The company aims to be in 15 markets over the next two years. Of those 15 markets, Zypp Electric plans to launch its pilot in at least one Southeast Asian market early next year, co-founder and CEO Akash Gupta told TechCrunch in an exclusive interview. The latest funding, which amounted to $15 million and is led by ENEOS, is part of Zypp Electric’s Series C round, which Gupta projects will be between $35 million to $40 million and will be closed in six to eight weeks.

Indonesia, Thailand and the Philippines are potential markets for Zypp Electric. All of these countries are two-wheeler-centric and handle a lot of deliveries, the co-founder said, adding that Indonesia will be the first market to begin in.

“There are different ways we are thinking and discussing that [Southeast Asia launch plan] with a few players.

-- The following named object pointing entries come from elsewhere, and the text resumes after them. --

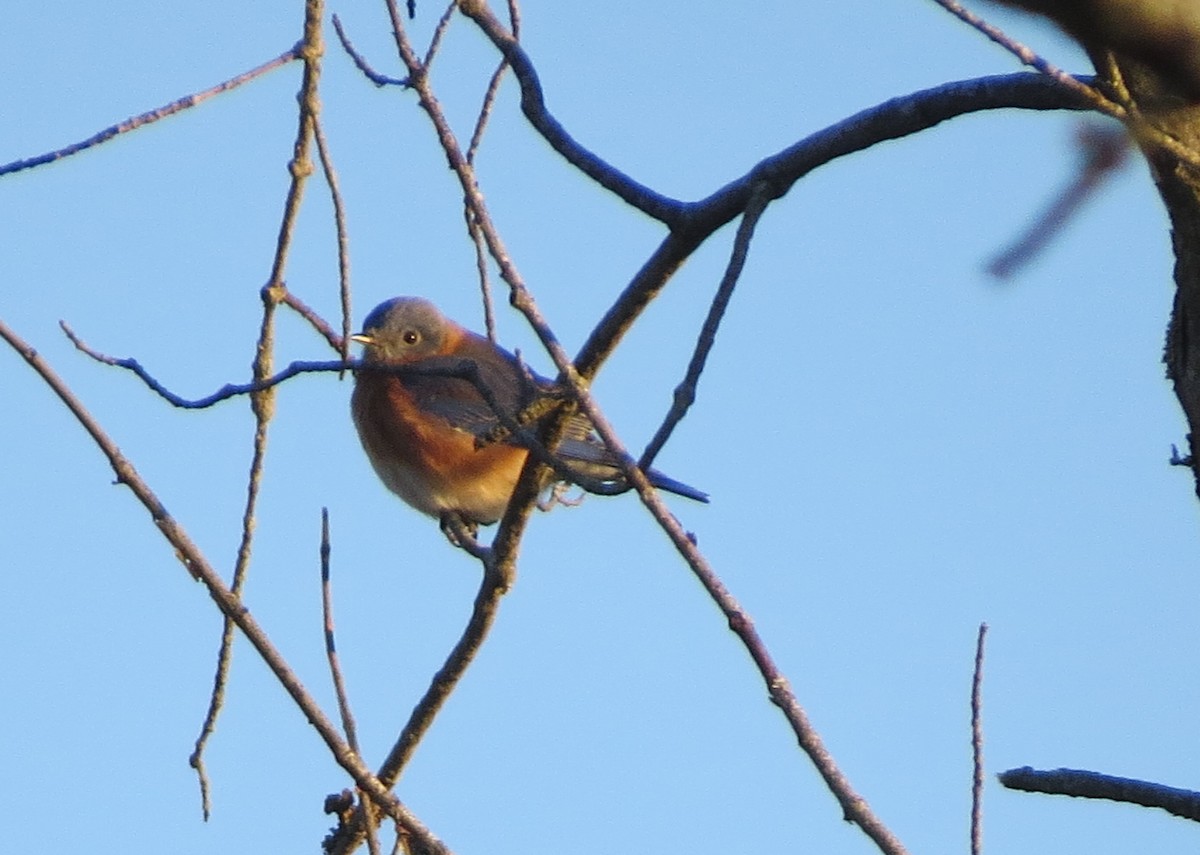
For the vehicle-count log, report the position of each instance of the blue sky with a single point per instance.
(897, 447)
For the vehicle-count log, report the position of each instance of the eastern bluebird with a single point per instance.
(421, 431)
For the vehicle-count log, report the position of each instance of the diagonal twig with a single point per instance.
(153, 115)
(229, 604)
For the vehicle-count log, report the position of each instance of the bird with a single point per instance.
(430, 434)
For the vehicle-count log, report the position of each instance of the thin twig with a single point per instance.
(360, 61)
(304, 310)
(327, 608)
(153, 115)
(343, 239)
(262, 400)
(685, 393)
(533, 105)
(439, 33)
(229, 604)
(1085, 784)
(1104, 151)
(977, 745)
(335, 670)
(855, 807)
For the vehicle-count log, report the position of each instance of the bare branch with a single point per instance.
(977, 745)
(229, 604)
(889, 120)
(343, 240)
(1085, 784)
(1104, 151)
(361, 64)
(533, 105)
(1087, 90)
(153, 115)
(685, 393)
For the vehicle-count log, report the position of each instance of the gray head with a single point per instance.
(406, 328)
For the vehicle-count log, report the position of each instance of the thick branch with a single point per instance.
(1084, 784)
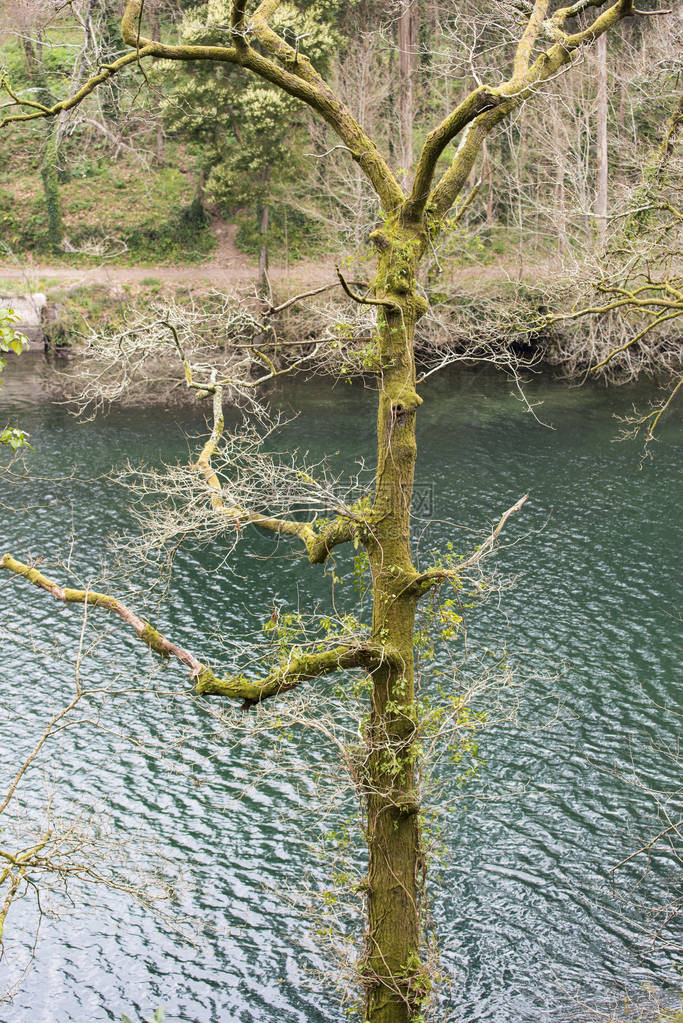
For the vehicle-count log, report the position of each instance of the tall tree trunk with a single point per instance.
(601, 194)
(407, 62)
(263, 251)
(49, 173)
(393, 974)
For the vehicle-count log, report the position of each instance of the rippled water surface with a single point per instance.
(530, 927)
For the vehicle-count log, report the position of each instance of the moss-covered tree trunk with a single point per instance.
(392, 969)
(50, 176)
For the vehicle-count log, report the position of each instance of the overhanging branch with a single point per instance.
(301, 667)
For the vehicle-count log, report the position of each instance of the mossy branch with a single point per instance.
(487, 106)
(300, 668)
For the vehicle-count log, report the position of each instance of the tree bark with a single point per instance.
(49, 173)
(394, 979)
(407, 61)
(601, 196)
(263, 251)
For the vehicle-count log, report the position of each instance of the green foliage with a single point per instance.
(247, 136)
(11, 341)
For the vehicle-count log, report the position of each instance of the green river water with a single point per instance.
(530, 927)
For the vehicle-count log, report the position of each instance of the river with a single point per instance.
(529, 924)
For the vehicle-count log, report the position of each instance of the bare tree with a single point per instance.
(393, 972)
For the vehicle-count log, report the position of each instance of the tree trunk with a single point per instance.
(601, 197)
(263, 252)
(395, 981)
(407, 60)
(49, 173)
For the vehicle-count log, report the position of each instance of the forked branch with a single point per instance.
(302, 666)
(435, 576)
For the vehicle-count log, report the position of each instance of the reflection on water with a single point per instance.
(529, 925)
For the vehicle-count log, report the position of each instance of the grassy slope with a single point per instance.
(132, 205)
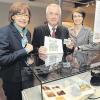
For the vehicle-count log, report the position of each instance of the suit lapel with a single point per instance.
(15, 32)
(47, 31)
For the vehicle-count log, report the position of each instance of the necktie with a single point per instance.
(53, 32)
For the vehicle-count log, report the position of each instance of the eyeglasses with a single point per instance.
(22, 15)
(75, 16)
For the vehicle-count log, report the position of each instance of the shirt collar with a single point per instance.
(50, 27)
(21, 31)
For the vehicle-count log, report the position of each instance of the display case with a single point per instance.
(53, 67)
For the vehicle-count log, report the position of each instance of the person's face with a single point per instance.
(77, 18)
(53, 16)
(21, 19)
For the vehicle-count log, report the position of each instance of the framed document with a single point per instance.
(96, 36)
(53, 45)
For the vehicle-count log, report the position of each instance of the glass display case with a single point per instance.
(53, 67)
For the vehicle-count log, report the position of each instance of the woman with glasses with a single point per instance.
(81, 35)
(15, 48)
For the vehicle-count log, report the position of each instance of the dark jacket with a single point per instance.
(12, 54)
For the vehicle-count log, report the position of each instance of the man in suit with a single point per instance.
(53, 15)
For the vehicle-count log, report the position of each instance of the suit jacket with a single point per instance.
(84, 40)
(12, 54)
(42, 31)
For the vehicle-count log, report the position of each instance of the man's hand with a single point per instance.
(29, 47)
(42, 50)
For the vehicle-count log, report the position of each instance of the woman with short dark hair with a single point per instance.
(81, 35)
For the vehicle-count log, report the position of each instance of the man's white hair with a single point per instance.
(53, 5)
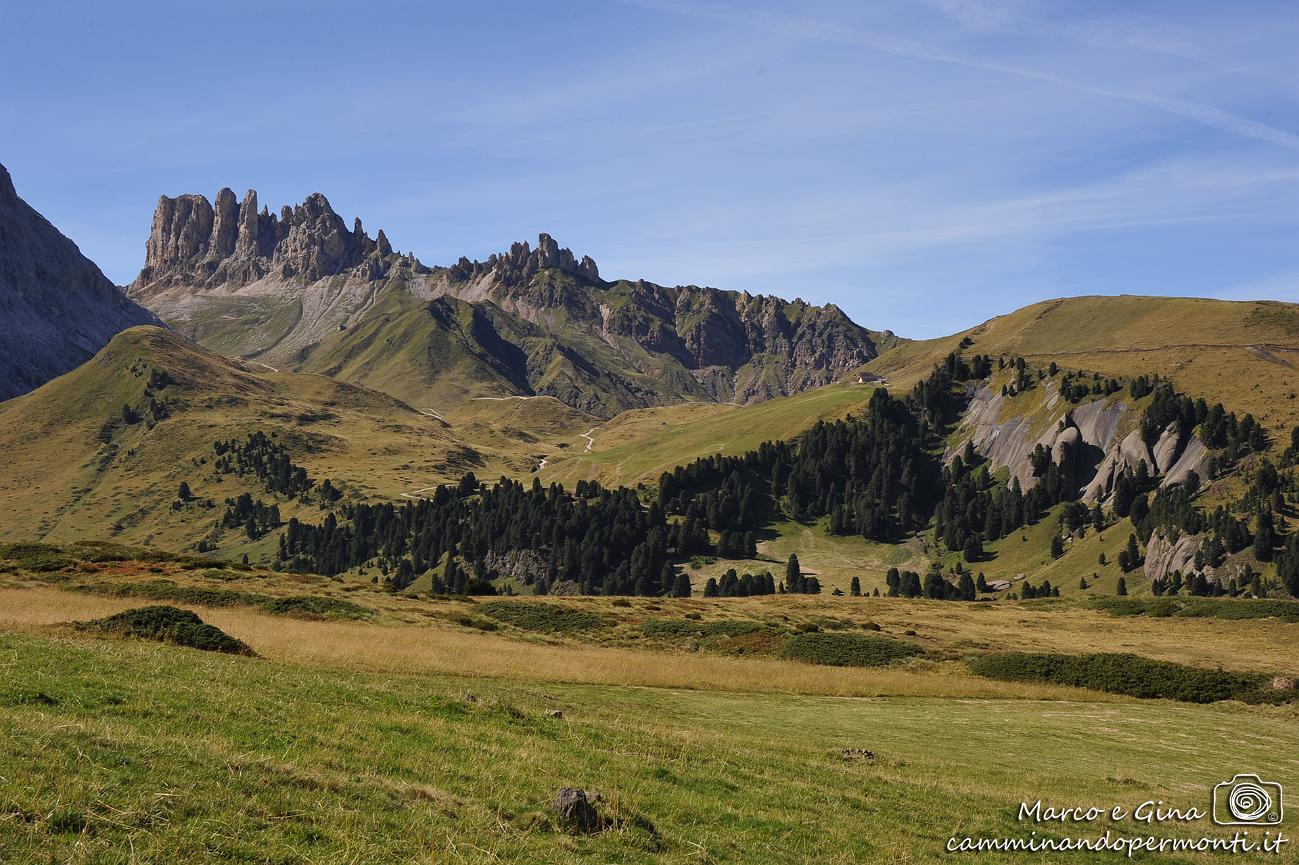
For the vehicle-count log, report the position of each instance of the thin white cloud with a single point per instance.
(829, 31)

We’ll lay out that in the next two to three quarters,” Gupta said.

He also mentioned that the startup is in early talks to foray into the Middle East as part of its global expansion. However, the exact details of the Middle Eastern launch were not disclosed.

The Gurugram-based startup, which currently operates in major Indian cities Delhi, Bengaluru, Mumbai and Hyderabad, offers an EV-as-a-service platform that caters to e-commerce companies and gig workers. The platform includes an app and accompanying software that provides data and analytics for fleet and delivery management as well as a fleet of electric two-wheelers. Gig economy workers, which can rent the ebikes via a daily, weekly or monthly subscription, make up about 28% of Zypp’s revenue. The remainder of its business serves courier, e-commerce, food and grocery delivery and ride-sharing companies such as Amazon, BigBasket, DHL, Uber, Swiggy, Zepto and Zomato. The startup’s platform is used to make 5 million deliveries every month.

Zypp Electric has been working to expand its business — geographically and by volume. The company earlier planned to expand its fleet to 200,000 electric two-wheelers and enter 30 Indian cities by the end of 2025. However, Gupta told TechCrunch that the startup has decided to go deeper into markets rather than launching in new cities with minimal presence.

The startup has also started offering electric three-wheelers in Delhi and Bengaluru and plans to expand to Mumbai very soon. The three-wheeler fleet already contributes to 10% of the startup’s total revenue, the co-founder said.

Today, Zypp has about 15,000 electric two-wheelers in Delhi, 5,000 in Bengaluru, 1,000 in Mumbai and 500 in Hyderabad.

“The idea is to go deeper in these markets and, in parallel, launch a new market every quarter,” Gupta said. The company plans to grow its fleet of 22,000 electric two-wheelers to 50,000 over the next year. The company wants to expand further to a fleet of 200,000 electric two-wheelers over the next two and a half years, according to Gupta.

In February last year, Zypp Electric raised $25 million in a Series B round led by Taiwan’s battery-swapping company Gogoro. It also counts Goodyear Ventures, Google for Startups and Shell E4 among its key backers.

Gupta said Zypp Electric is already operationally profitable and on track to become EBITA (earnings before interest, taxes and amortization) positive in six to eight months and achieve profit after taxes in 12 to 14 months.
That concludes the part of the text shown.